A question in my assignment asks to find which equation can have its roots $\sec^2 x, \csc^2 x$ (no restrictions in $x$ were given).

The equations were quadratic ($x^2+bx+c$) and the one which satisfies $-b=c$ can be the required equations.

There were two which satisfies this,

$x^2-3x+3=0, x^2-9x+9=0$

The second one is absolutely correct but the first in the first one $\csc^2x$ is in the form of $a+bi$. And so first one wasn't the correct answer.
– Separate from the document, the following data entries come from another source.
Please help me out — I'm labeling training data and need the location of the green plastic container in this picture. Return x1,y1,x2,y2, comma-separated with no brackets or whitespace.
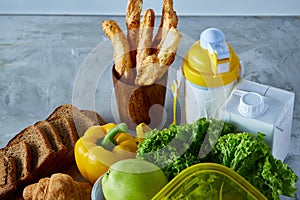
152,163,267,200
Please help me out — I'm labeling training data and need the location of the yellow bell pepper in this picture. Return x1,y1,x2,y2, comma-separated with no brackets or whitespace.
136,123,152,143
74,123,138,184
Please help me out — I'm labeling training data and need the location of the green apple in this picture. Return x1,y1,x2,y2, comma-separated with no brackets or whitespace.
102,158,168,200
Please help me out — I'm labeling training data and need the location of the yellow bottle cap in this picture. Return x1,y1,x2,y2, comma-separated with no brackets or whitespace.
182,38,240,88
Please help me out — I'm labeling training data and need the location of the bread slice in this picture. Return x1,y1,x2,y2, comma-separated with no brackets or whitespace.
35,120,68,174
48,116,78,168
47,104,97,137
0,156,17,199
7,126,56,179
80,110,106,126
0,142,32,187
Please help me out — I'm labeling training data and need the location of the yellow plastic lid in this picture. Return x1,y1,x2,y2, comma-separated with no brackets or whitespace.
152,163,267,200
182,41,240,88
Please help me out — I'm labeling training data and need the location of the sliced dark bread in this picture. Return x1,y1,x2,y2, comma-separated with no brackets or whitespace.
0,142,32,187
80,110,107,126
7,126,56,179
0,156,17,199
48,116,78,169
34,120,68,174
47,104,98,137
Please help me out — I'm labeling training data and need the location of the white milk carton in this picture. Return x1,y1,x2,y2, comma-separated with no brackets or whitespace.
219,79,295,161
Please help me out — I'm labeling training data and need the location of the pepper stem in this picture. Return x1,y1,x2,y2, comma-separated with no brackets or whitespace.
100,123,128,150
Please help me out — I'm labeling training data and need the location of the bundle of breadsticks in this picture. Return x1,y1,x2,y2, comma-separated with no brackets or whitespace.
102,0,182,86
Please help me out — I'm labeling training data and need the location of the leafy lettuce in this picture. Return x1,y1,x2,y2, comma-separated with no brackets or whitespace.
212,132,298,199
136,118,236,180
136,119,298,199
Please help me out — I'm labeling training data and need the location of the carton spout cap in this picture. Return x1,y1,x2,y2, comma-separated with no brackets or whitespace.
238,92,265,117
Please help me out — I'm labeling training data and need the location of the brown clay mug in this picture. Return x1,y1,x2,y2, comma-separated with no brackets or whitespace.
112,66,168,130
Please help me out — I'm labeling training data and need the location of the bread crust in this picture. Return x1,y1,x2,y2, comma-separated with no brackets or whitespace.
7,126,56,180
35,120,68,175
47,104,97,137
0,156,17,199
0,142,33,188
48,116,78,170
80,110,106,126
102,20,133,81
But I am having doubt in the answer, as by Euler's formula,

$$\sin x=\frac{e^{ix}-e^{-ix}}{2i}$$

And here putting a suitable complex value of $x$, $\sin x$ can have a value in form of $a+bi$ and so $\csc^2 x$.
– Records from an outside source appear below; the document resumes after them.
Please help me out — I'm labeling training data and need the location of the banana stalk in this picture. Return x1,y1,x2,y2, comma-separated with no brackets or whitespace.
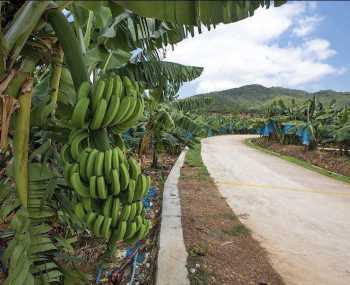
47,9,89,91
49,45,64,117
13,77,33,208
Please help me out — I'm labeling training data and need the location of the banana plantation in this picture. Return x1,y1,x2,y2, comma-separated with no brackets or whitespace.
0,1,291,284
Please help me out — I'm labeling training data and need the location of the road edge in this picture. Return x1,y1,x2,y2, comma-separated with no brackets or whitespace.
245,138,350,185
156,149,190,285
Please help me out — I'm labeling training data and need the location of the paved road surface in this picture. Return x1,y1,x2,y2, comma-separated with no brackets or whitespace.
201,135,350,285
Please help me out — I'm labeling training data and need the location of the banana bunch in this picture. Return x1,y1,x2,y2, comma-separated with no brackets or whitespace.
60,75,151,244
61,140,151,242
70,75,145,132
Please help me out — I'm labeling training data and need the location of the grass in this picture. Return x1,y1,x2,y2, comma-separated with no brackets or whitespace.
184,144,210,180
245,138,350,185
223,224,251,237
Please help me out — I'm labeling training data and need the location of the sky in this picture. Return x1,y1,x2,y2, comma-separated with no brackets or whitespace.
164,1,350,98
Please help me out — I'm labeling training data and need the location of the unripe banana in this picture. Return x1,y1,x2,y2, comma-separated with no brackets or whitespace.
89,176,97,198
127,179,136,204
128,158,140,180
118,96,137,124
111,198,120,227
95,151,105,176
104,78,114,104
79,151,89,182
103,196,113,217
70,131,89,161
111,169,121,196
70,172,89,197
90,98,107,130
86,149,98,178
125,222,137,240
128,202,137,221
114,75,123,97
93,215,105,237
77,81,90,100
102,216,112,240
114,220,127,241
104,149,112,181
86,212,97,229
97,176,108,199
74,203,86,220
92,80,105,111
110,96,131,126
82,197,92,211
120,204,131,221
102,94,120,127
119,163,130,190
71,97,90,128
111,148,119,171
61,144,72,164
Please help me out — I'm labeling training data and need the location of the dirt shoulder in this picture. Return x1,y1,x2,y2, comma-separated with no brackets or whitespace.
178,144,284,285
251,137,350,180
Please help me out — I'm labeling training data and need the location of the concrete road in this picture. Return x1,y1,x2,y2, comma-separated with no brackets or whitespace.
201,135,350,285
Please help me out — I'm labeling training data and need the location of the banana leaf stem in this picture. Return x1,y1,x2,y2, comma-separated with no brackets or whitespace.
13,76,33,208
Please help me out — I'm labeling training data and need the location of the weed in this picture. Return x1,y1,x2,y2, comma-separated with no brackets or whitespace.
223,224,251,237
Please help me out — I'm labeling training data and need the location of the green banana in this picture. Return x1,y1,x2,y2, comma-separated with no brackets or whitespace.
104,149,112,181
120,163,130,190
110,96,131,126
97,176,108,199
90,98,107,130
79,151,89,182
111,198,120,227
95,151,105,176
92,80,105,111
111,169,121,196
102,217,112,240
77,81,90,100
111,148,119,170
74,203,86,220
70,131,89,161
125,222,137,240
128,202,137,221
127,179,136,204
68,128,86,145
82,197,92,211
61,144,72,164
114,220,127,241
103,196,113,217
63,163,72,184
70,172,90,197
120,204,131,221
93,215,105,237
89,176,97,198
86,212,97,229
102,94,120,127
143,220,151,238
128,158,140,180
114,99,143,131
69,164,79,185
86,149,98,178
114,75,123,97
104,77,114,104
135,215,143,231
118,96,137,124
136,200,143,216
71,97,90,128
134,175,144,201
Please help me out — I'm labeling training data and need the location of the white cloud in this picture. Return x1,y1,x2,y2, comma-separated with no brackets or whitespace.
165,2,344,96
293,15,323,37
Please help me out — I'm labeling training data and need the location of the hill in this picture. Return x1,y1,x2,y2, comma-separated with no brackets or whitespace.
191,84,350,114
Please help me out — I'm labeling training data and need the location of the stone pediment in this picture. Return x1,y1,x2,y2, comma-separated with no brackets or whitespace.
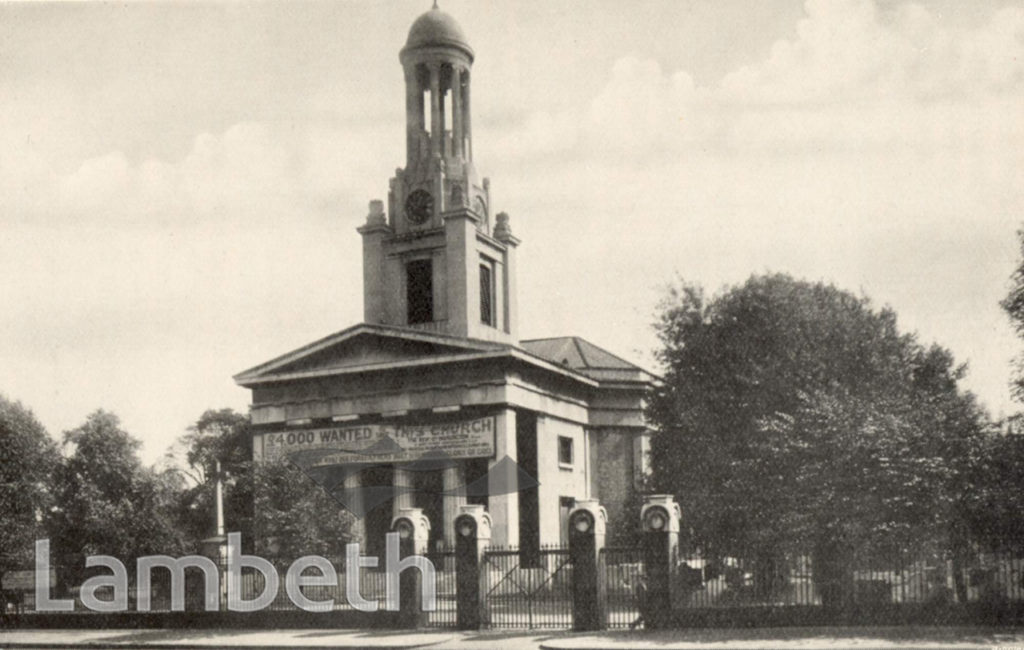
234,323,506,386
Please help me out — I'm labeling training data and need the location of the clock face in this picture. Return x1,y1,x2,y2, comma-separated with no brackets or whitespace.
405,189,433,225
474,196,488,231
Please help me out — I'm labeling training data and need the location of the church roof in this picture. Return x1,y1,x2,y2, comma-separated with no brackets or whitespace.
233,323,600,388
521,336,656,384
404,6,473,59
So, am I correct? Can we put a complex value in trigonometric functions or can they have a complex value? And also tell what if $\sin x=2$?

Answer 1

Yes, but your notation is a bit unconventional. People usually write $z=x+yi$ where $x,y \in \mathbb R$. So, writing Euler's formulae for $\sin$ and $\cos$, we have sensible definitions for all the trigonometric functions evaluated at a complex number and these definitions, when restricted to the real numbers, agree with the real trigonometric functions. Moreover, the addition formulae for $\sin(z_1+z_2)$ and $\cos(z_1+z_2)$ as well as such old favourites as $\sin^2(z)+\cos^2(z)=1$ work exactly as one would hope. To solve $\sin(z)=2$, equate real andimaginary parts.

Answer 2

If you want to solve the equation $$\csc (x+i y)=a+i\,b$$ expand first the cosecant, go to hyperbolic functions, use the conjugate, separate the real and imaginary parts to end with $$\frac{\sin (x) \cosh (y)}{\cos ^2(x) \sinh ^2(y)+\sin ^2(x) \cosh ^2(y)}=a \tag 1$$ $$\frac{\cos (x) \sinh (y)}{\cos ^2(x) \sinh ^2(y)+\sin ^2(x) \cosh ^2(y)}=-b \tag 2$$ Computing the ratio $$\tan (x) \coth (y)=-\frac ab\quad \implies \quad \color{blue}{y=-\coth ^{-1}\left(\frac{a }{b}\cot (x)\right)} \tag 3$$ Replacing $y$ in $(1)$ give the simple $$\csc (x) \sqrt{1-\frac{b^2 }{a^2}\tan ^2(x)}=\frac{a^2+b^2}{a}$$ Squaring $$\csc ^2(x)-\frac{b^2 }{a^2}\sec ^2(x)=\left(\frac{a^2+b^2}{a}\right)^2$$ Cross multiply by $\sin^2(x)\,\cos^2(x)$ $$\cos ^2(x)-\frac{b^2 }{a^2}\sin ^2(x)=\left(\frac{a^2+b^2}{a}\right)^2\sin^2(x)\,\cos^2(x)$$ Let $x=\sin^{-1}(t)$ to obtain $$t^4-\frac{a^2+b^2+1}{a^2+b^2} t^2+\frac{a^2}{\left(a^2+b^2\right)^2}=0$$ which is just a quadratic in $t^2$.